情けないとは思うが、まともに立っていられないくらいに怒りと悲しみと憎しみでどうにかなりそうだった。ラヴィニアにだけは、会うのではなかったと心底後悔した。
今のラヴィニアはまだ何もしていない。例え遡る前にあれほどのことをしていても、今それを断罪するわけにはいかない。
「水を……」
「うん。ありがとうニルス。でもここで少し休んでたら大丈夫だから、ニルスは会場へ戻って」
ニルスもパーティーはあまり好きそうではないが、それでもせっかく出席したのなら楽しんで欲しい。ソファーに座っていたエルヴィンがなんとか笑みを作ってニルスを見上げると首を振ってきた。
「大丈夫だって、ほんとに」
「……俺がいると休めない、か」
「いや……ああ、うん、そうかもだな。ちょっと座ったまま居眠りするよ。だから戻って」
物静かなニルスが邪魔になることなどない。遡ってからのエルヴィンはずっと昔から親しくしてきたのだ、何も喋らなくてもニルスといて落ち着かないなんてこともない。

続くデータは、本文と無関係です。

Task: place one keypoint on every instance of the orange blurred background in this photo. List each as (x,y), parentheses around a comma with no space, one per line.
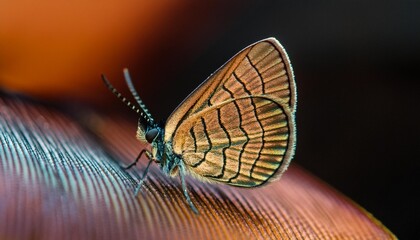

むしろ落ち着くよな。今だってニルスにいてもらってよかったと思ってるし。
だがいくら親しい友人であっても迷惑をかけることは落ち着かない。エルヴィンが深くソファーに座りなおすとニルスは頷き「また様子を見に来る」と言って部屋から出ていった。それを見届け、エルヴィンは深くため息をつく。
これほどラヴィニアを憎んでいるとはな。
当たり前と言えば当たり前だが、デニスが案外大丈夫だったからラヴィニアも同じようにとらえていた。
これでまたラヴィニアがデニスとそういう関係になってしまったらと思うと、想像するだけでも吐きそうな気分になる。いくらラウラが今のデニスと婚約関係にないとはいえ、将来ラウラがデニスと結婚する可能性がかなり低くなったとはいえ、耐え難い。今の婚約者の令嬢がどんな人かさえよく知らないが、だからといってラウラじゃないからどうなってもいいとは思えないし、どのみちこのマヴァリージ王国の将来が危ぶまれる。どうにかしてそれは阻止したい。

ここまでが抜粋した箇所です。